Es fundamental reordenar el espacio urbano, como también desarrollar un esfuerzo compartido entre el Estado y las Universidades que tienda a sincerar la información estadística. Venezuela no es el país que teníamos en el 2001, cuando fueron medidos los requerimientos en materia de viviendas. Es preciso conocer las necesidades reales de la población y contar con el inventario de los recursos disponibles, entre terrenos, proyectos, subsidios, inversiones en infraestructura de servicios, financiamiento, tecnologías e insumos para construir.

Algunas alcaldías se han dado a la tarea de buscar información fidedigna, pero son esfuerzos aislados que no suman en la titánica tarea que es urgente abordar. Cada municipio, cada gobierno regional, debería tener claridad sobre las carencias habitacionales en su jurisdicción para articular políticas con carácter sostenido. Y sobre todo es importante definir la demanda. Aunque está básicamente orientada a coronar el sueño del techo propio, hay segmentos de la población que se inclinan por el alquiler. O la familia no tiene la capacidad para endeudarse con un crédito hipotecario, o simplemente esta modalidad se adapta a las expectativas de personas mayores, y de las familias que comienzan a estabilizarse; de inmigrantes, funcionarios internacionales, jóvenes que buscan emanciparse, o estudiantes, con necesidad de desplazamiento.

El alquiler es una opción válida para reducir el déficit. No se construyen viviendas para el arrendamiento, y el mercado se ha estrechado tanto que está a punto de desaparecer. De la oferta total del mercado el 30% se orientaba al alquiler en el 2003, pero al final del 2007 disminuyó a un escaso 10%. Los decretos de congelación de precios, aplicados durante cinco años consecutivos, han afectado a este segmento, porque no se pueden honrar los gastos por concepto de administración y mantenimiento de los edificios. La reducción paulatina del control sería una medida saludable para ir recuperando esta opción inmobiliaria.

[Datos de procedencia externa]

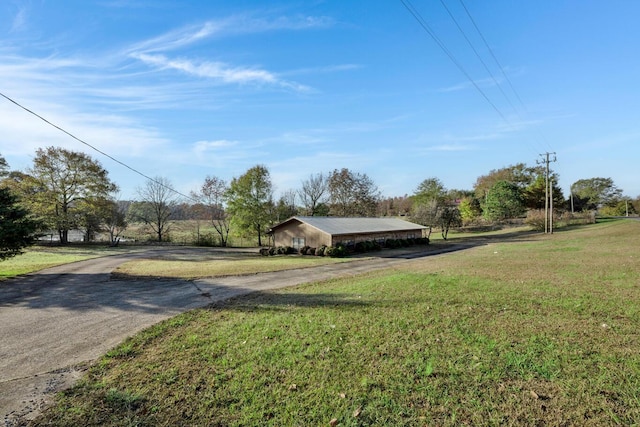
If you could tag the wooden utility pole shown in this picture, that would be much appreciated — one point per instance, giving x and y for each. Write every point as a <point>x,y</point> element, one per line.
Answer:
<point>548,190</point>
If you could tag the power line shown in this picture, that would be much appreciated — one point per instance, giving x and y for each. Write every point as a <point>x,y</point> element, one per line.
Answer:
<point>407,4</point>
<point>492,54</point>
<point>92,147</point>
<point>477,54</point>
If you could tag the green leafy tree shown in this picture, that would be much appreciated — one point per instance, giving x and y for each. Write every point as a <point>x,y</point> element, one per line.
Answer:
<point>593,193</point>
<point>427,214</point>
<point>116,220</point>
<point>158,201</point>
<point>17,227</point>
<point>211,195</point>
<point>286,206</point>
<point>63,187</point>
<point>352,194</point>
<point>621,208</point>
<point>250,201</point>
<point>519,174</point>
<point>449,217</point>
<point>470,209</point>
<point>503,201</point>
<point>428,190</point>
<point>4,167</point>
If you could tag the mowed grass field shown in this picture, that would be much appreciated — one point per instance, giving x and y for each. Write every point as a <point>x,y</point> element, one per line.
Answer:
<point>37,258</point>
<point>536,330</point>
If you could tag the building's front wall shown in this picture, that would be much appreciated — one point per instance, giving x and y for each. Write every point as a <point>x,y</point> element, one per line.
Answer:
<point>348,239</point>
<point>298,234</point>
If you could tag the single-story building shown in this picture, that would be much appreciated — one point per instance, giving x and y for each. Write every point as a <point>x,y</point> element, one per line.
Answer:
<point>315,231</point>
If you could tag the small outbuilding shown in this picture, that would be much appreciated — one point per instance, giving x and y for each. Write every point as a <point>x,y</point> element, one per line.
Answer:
<point>315,231</point>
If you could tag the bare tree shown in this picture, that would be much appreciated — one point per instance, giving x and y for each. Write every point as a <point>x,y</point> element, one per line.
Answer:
<point>158,201</point>
<point>313,193</point>
<point>211,195</point>
<point>352,194</point>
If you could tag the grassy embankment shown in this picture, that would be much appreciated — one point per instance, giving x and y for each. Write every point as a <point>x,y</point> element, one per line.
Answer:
<point>541,330</point>
<point>39,257</point>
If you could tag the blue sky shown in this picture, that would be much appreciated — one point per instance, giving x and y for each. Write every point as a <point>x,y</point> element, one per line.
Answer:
<point>186,89</point>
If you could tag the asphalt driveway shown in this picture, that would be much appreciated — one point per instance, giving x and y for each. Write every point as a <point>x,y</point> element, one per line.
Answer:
<point>55,322</point>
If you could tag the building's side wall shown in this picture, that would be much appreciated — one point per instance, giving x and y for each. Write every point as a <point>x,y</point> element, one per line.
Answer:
<point>284,236</point>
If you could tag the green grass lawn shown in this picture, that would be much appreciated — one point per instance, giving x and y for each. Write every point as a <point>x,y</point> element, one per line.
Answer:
<point>536,330</point>
<point>39,257</point>
<point>222,265</point>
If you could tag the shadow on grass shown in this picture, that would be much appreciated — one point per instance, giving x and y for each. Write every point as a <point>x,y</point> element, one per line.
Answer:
<point>267,301</point>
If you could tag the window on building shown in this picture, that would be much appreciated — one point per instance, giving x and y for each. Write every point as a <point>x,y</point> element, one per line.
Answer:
<point>297,242</point>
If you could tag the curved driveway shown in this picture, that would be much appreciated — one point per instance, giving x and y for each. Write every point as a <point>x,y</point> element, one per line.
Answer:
<point>54,322</point>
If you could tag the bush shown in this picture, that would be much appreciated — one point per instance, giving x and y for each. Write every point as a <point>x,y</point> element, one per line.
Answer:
<point>536,219</point>
<point>336,251</point>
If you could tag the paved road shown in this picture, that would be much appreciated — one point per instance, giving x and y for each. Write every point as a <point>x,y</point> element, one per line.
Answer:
<point>54,322</point>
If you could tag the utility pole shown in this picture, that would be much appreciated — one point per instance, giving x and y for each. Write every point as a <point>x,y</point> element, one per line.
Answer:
<point>548,216</point>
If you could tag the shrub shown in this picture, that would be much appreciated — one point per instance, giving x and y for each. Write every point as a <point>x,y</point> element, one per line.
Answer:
<point>535,219</point>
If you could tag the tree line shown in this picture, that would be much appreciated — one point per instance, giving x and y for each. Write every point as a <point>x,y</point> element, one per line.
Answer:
<point>65,190</point>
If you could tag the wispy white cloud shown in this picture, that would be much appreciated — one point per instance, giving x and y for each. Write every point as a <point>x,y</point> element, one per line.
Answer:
<point>201,147</point>
<point>152,52</point>
<point>482,83</point>
<point>19,20</point>
<point>219,71</point>
<point>324,70</point>
<point>230,26</point>
<point>450,147</point>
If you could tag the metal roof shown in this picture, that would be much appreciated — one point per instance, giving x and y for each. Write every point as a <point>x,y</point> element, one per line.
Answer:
<point>338,225</point>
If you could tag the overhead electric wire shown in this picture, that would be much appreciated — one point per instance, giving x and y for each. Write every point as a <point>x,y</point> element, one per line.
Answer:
<point>407,4</point>
<point>504,74</point>
<point>91,146</point>
<point>513,89</point>
<point>484,64</point>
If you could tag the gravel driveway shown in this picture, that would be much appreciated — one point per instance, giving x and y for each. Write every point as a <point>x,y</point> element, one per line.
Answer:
<point>55,322</point>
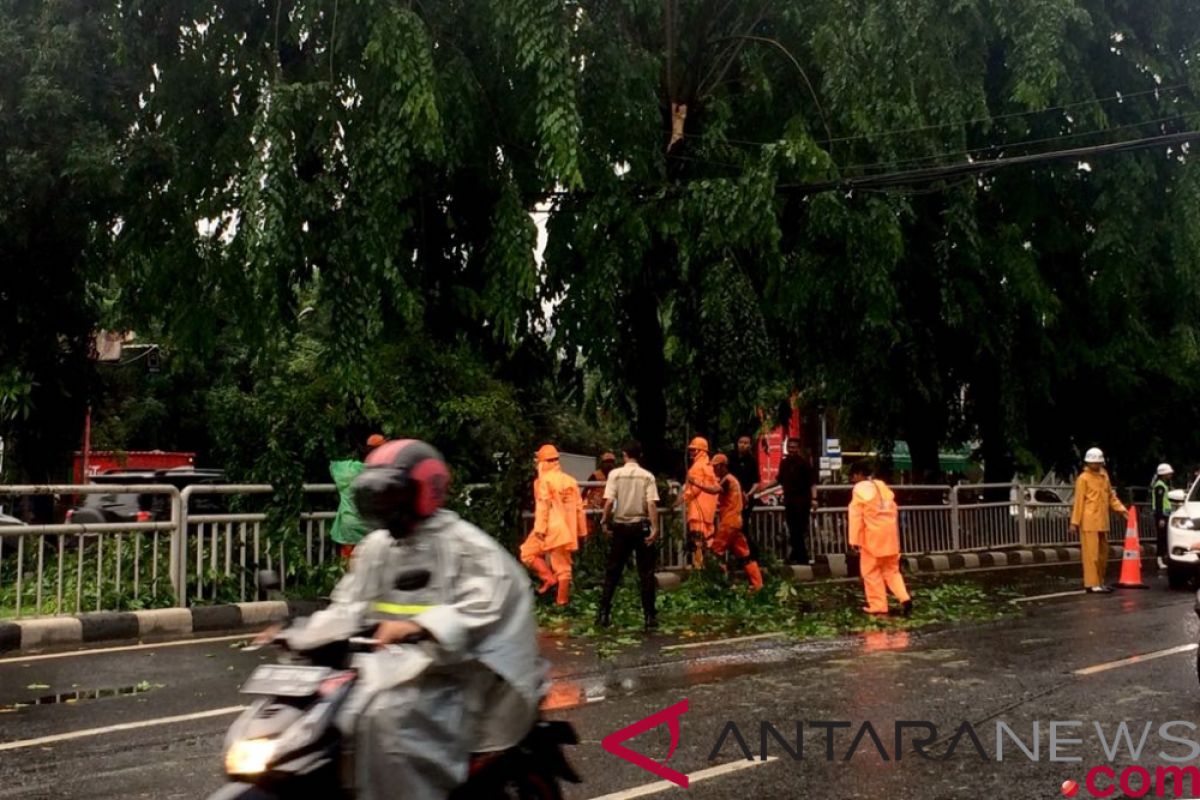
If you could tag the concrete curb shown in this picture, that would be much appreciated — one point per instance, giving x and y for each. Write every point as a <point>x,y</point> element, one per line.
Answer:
<point>157,624</point>
<point>834,566</point>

Se espera que el proyecto de reforma parcial de la Ley de Arrendamientos Inmobiliarios, que ha entrado en su fase final, establezca reglas claras para garantizar equilibradamente los derechos de inquilinos y propietarios, en un clima de seguridad jurídica que contribuya a reanimar el mercado de alquileres. Ya el nuevo Ministro de Vivienda y Hábitat ha anunciado que no aceptará ocupaciones ilegales de inmuebles, y ésta es una señal que puede contribuir a ensanchar la oferta.

Es necesario reactivar este mercado construyendo edificios para tal efecto con inversiones del sector público y privado. Otros países que visualizan el alquiler como un alivio frente al déficit, como un puente hacia la adquisición de la vivienda, están estimulando la producción. España, por ejemplo otorga incentivos fiscales y garantías jurídicas al propietario para que continúe reinvirtiendo en la producción de inmuebles para el alquiler. Argentina tiene una Ley que concede incentivos fiscales a inversores y empresas constructoras de viviendas para el alquiler, que incluye la devolución anticipada del 50% del IVA. México ha diversificado sus productos habitacionales dando vigor a la construcción para el arrendamiento, y a la vivienda progresiva.

Se incluyen también fórmulas de financiamiento, como el alquiler con opción a compra, o leasing habitacional, muy común en Colombia, México, Argentina, y Chile, que otros países de Latinoamérica están en vías de adoptar, ideal para las parejas jóvenes que empiezan a formar su familia, y para los estratos que carecen de la cuota inicial. En Chile el leasing para viviendas nuevas o usadas va complementado con un subsidio que brinda prioridad a las zonas objeto de renovación o de repoblamiento urbano. Entre otras iniciativas novedosas España está estrenando el programa Renta Básica de Emancipación, otorgado por el Ministerio de la Vivienda, para estimular el alquiler entre los jóvenes por un lapso de 4 años, incluido el pago de fianzas y avales. Son experiencias logradas en un clima de respeto y legalidad entre Estado y sector privado, con reglas del juego transparentes y flexibles, y una clara asignación de roles.